Half of the participants received no treatment approach. They thought probably that LET is a self-limiting condition. However, LET is not self-limiting and is associated with ongoing pain and disability in a substantial proportion of sufferers [12]. 40% of participants received drugs, painkillers, and/or NSAIDs. Oral NSAIDs carry the risk of gastrointestinal bleeding, myocardial infarction, and stroke, as well as rarer side effects [13]. There is a lack of evidence to suggest that NSAIDs are effective for LET [14]. There appears to be a risk that clinicians are offering patients false hope by providing treatments that are not clinically effective [1]. 10% of participants received acupuncture and electrophysical agents. These treatments were ineffective.

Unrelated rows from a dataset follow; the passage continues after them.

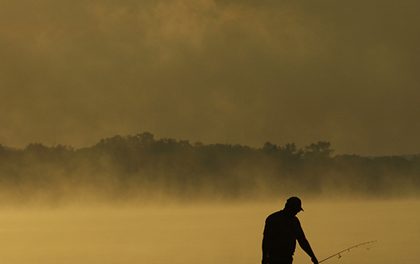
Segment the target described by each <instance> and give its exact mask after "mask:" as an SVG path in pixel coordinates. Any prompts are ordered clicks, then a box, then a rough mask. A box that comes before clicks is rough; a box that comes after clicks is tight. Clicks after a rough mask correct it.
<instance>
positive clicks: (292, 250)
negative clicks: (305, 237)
mask: <svg viewBox="0 0 420 264" xmlns="http://www.w3.org/2000/svg"><path fill="white" fill-rule="evenodd" d="M302 237H304V234H303V231H302V228H301V226H300V223H299V220H298V218H297V217H296V216H293V215H288V214H287V213H285V212H284V211H283V210H282V211H278V212H275V213H273V214H271V215H270V216H268V217H267V220H266V222H265V228H264V240H263V244H264V245H263V246H266V249H267V250H268V252H270V259H271V261H273V260H277V259H285V258H291V257H292V256H293V253H294V252H295V249H296V239H298V238H302Z"/></svg>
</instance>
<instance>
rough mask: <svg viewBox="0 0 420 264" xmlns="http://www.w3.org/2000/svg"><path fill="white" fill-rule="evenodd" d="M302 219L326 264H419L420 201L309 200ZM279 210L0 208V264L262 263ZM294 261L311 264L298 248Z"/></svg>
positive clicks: (237, 204) (159, 208)
mask: <svg viewBox="0 0 420 264" xmlns="http://www.w3.org/2000/svg"><path fill="white" fill-rule="evenodd" d="M303 202H304V208H305V212H302V213H300V214H299V215H298V217H299V218H300V220H301V222H302V225H303V228H304V230H305V232H306V235H307V237H308V239H309V241H310V242H311V244H312V247H313V248H314V250H315V252H316V254H317V256H318V258H319V259H323V258H324V257H327V256H328V255H331V254H333V253H336V252H337V251H340V250H341V249H343V248H346V247H348V246H351V245H353V244H357V243H359V242H364V241H368V240H378V243H376V244H375V245H373V246H372V248H371V249H370V250H366V248H358V249H354V250H353V251H351V252H349V253H344V254H343V257H342V258H341V259H336V258H334V259H332V260H329V261H328V262H325V263H331V264H333V263H342V264H345V263H358V264H364V263H366V264H367V263H369V264H371V263H381V264H391V263H404V264H411V263H412V264H417V263H420V253H419V252H418V245H419V242H420V225H419V224H418V223H420V213H419V212H420V210H419V209H420V202H417V201H384V202H363V201H357V202H333V203H331V202H319V201H318V202H308V201H305V200H303ZM280 207H282V202H281V201H280V202H278V203H276V204H275V203H270V204H263V203H259V204H249V203H247V204H229V205H204V204H203V205H194V206H193V205H189V206H175V205H174V206H143V207H130V206H127V207H124V208H111V207H94V208H90V207H77V208H76V207H65V208H59V209H39V208H25V209H23V208H20V209H1V210H0V263H8V264H12V263H19V264H23V263H42V264H49V263H51V264H52V263H54V264H57V263H82V264H83V263H89V264H94V263H98V264H99V263H101V264H105V263H118V264H122V263H152V264H153V263H156V264H158V263H175V264H177V263H179V264H181V263H182V264H185V263H200V264H214V263H249V264H251V263H260V256H261V250H260V248H261V238H262V229H263V225H264V219H265V217H266V216H267V215H268V214H269V213H271V212H273V211H275V210H277V209H280ZM295 263H310V260H309V258H308V257H307V256H306V255H304V253H303V252H302V250H301V249H300V248H297V252H296V256H295Z"/></svg>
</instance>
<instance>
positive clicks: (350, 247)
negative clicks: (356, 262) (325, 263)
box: [318, 240, 377, 263]
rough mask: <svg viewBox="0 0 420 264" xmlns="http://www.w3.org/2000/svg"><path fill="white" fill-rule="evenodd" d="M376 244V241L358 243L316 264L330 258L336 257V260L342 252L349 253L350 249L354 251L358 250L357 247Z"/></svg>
mask: <svg viewBox="0 0 420 264" xmlns="http://www.w3.org/2000/svg"><path fill="white" fill-rule="evenodd" d="M376 242H377V240H372V241H367V242H363V243H360V244H357V245H354V246H351V247H348V248H346V249H343V250H341V251H339V252H337V253H335V254H333V255H331V256H329V257H327V258H325V259H323V260H321V261H318V263H321V262H324V261H326V260H329V259H331V258H333V257H335V256H338V258H341V254H342V253H344V252H350V250H352V249H355V248H358V247H361V246H364V245H369V244H373V243H376Z"/></svg>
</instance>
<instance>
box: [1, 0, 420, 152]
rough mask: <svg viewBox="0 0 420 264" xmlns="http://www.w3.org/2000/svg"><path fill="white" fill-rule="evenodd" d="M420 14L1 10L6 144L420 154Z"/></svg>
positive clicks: (93, 10)
mask: <svg viewBox="0 0 420 264" xmlns="http://www.w3.org/2000/svg"><path fill="white" fill-rule="evenodd" d="M419 10H420V2H419V1H414V0H413V1H395V0H364V1H337V0H329V1H328V0H321V1H312V0H306V1H303V0H290V1H289V0H288V1H281V0H272V1H271V0H101V1H99V0H84V1H80V0H33V1H30V0H0V144H4V145H10V146H19V147H20V146H24V145H26V144H28V143H29V142H43V143H45V144H58V143H61V144H70V145H73V146H76V147H78V146H86V145H90V144H93V143H95V142H97V141H98V140H99V139H100V138H102V137H106V136H113V135H115V134H122V135H125V134H135V133H138V132H143V131H150V132H152V133H154V134H155V135H156V136H157V137H173V138H178V139H190V140H191V141H193V142H194V141H202V142H204V143H215V142H220V143H239V144H248V145H252V146H260V145H262V144H263V143H264V142H265V141H271V142H273V143H277V144H284V143H287V142H296V143H297V144H298V145H299V146H302V145H305V144H308V143H310V142H314V141H318V140H329V141H331V142H332V144H333V146H334V148H335V149H336V150H337V152H339V153H343V152H344V153H358V154H375V155H376V154H402V153H419V152H420V137H419V135H420V89H419V88H420V87H419V81H420V16H419V15H418V13H419Z"/></svg>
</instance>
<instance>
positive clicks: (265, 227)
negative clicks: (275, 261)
mask: <svg viewBox="0 0 420 264" xmlns="http://www.w3.org/2000/svg"><path fill="white" fill-rule="evenodd" d="M268 237H269V224H268V223H267V221H265V226H264V233H263V242H262V261H261V263H262V264H268V256H269V253H268V248H269V247H268V244H269V239H268Z"/></svg>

The above treatments are not used as a stand-alone treatment. The most effective physiotherapy treatment for LET is an exercise program, in the clinic or supervised [15]. Electrotherapy agents and acupuncture are used as a supplement to an exercise program and not as a substitute for exercise [16]. The strength point of this trial is that this is the first questionnaire study exploring the impact of LET on patients’ everyday lives. We acknowledge though that survey studies draw on the opinions of those questioned and may not be truly representative of the wider population. The answers presented are from people accessing clinicians for LET and so may not reflect the aspects of those who do not access practicians for LET, due to lower symptom severity, stoicism, or inaccessibility. This may exclude some underserved groups [1].
Conclusions
A questionnaire-based survey was conducted to understand the lived experiences of people with LET. Repetitive activity was the most common cause of LET. Pain, loss of function, and decrease in strength were the symptoms of LET patients affecting everyday activities and hobbies. Although patients searched for online advice, they did not follow online treatment as they did not understand the condition after online searching. Finally, participants received no treatment or ineffective treatment. The present study provides a stimulus for physicians to think about the advice and treatment provided for LET patients.